The economy was teetering on the brink of a recession months before anyone heard of coronavirus. Last September, a panicked Fed began emergency infusions of cash into the repurchasing market, which is where banks make short-term loans to each other. The Fed’s balance sheet expansion also began in September. The Fed was also pushing interest rates down before the coronavirus panic, and it will likely keep rates at or even below zero long after the crisis related to the shutdown subsides.

In an environment where there’s economic malaise and low or negative interest rates, there is very little incentive to save. Paul correctly points out that the low interest rate policy “depletes the supply of private capital available to invest in businesses and jobs. The lack of private capital will put pressure on the Federal Reserve to maintain, and even expand, its new lending programs indefinitely.”

The Fed is trying to position itself as a hero of sorts, but it’s actually making matters worse every time it intervenes.  Paul asserts that “Each of the Federal Reserve’s responses to the coronavirus shutdown increases the distortions of the market caused by the Federal Reserve’s meddling with the money supply and interest rates. These increased distortions guarantee the inevitable crash will be much more severe than the current downturn.”

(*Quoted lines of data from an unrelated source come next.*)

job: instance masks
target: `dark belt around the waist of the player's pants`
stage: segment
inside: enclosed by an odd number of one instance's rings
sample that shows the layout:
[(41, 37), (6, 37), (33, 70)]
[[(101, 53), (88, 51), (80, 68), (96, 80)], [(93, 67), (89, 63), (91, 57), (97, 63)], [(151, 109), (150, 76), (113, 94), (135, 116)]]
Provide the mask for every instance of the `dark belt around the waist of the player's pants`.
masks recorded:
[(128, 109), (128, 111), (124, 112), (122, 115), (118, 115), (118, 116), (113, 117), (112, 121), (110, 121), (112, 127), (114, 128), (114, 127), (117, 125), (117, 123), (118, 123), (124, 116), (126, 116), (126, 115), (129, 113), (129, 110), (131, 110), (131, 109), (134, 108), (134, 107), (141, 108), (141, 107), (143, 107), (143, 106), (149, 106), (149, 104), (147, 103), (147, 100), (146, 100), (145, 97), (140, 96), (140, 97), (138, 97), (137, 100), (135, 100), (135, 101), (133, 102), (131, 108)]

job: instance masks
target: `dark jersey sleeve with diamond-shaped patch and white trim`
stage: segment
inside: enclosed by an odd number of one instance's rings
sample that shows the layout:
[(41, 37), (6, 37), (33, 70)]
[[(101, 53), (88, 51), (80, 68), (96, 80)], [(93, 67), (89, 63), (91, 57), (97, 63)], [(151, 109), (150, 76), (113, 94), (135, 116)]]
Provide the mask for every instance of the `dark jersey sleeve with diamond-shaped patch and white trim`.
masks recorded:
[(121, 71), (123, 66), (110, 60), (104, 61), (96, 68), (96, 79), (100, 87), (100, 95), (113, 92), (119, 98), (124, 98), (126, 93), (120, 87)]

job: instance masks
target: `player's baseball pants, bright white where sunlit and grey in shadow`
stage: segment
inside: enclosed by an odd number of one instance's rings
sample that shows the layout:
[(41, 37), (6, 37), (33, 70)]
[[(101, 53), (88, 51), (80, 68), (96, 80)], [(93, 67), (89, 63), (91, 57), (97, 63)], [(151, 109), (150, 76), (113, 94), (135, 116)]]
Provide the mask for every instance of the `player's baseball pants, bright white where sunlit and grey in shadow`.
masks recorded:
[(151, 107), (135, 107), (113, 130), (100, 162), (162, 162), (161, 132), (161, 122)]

In this Fed-induced monetary intervention, Paul does see a silver lining. He believes that “the next meltdown will likely lead to the end of the fiat money system and thus the end of the welfare-warfare state.”

In his concluding remarks, Paul offers some tough proposals for Congress to take on:

The only way to minimize the coming crisis is to begin immediately unwinding the current system. The first step is to end the lockdown and let businesses reopen and people go back to work. Congress must then begin challenging monetary policy by passing the Audit the Fed bill. Congress should also cut spending, starting with ending our hyper-interventionist foreign policy and bringing the troops home. Ending the welfare-warfare state and the fiat money system may cause some short-term pain, but that pain will be dwarfed by the long-term gains in liberty, peace, and prosperity.

All of Paul’s demands are great.

Unfortunately, D.C. may just be too drunk with power to even consider them.

It will likely take an economic catastrophe for use to see any meaningful change in economic policy in America. No one said that the road to limiting government would be pretty.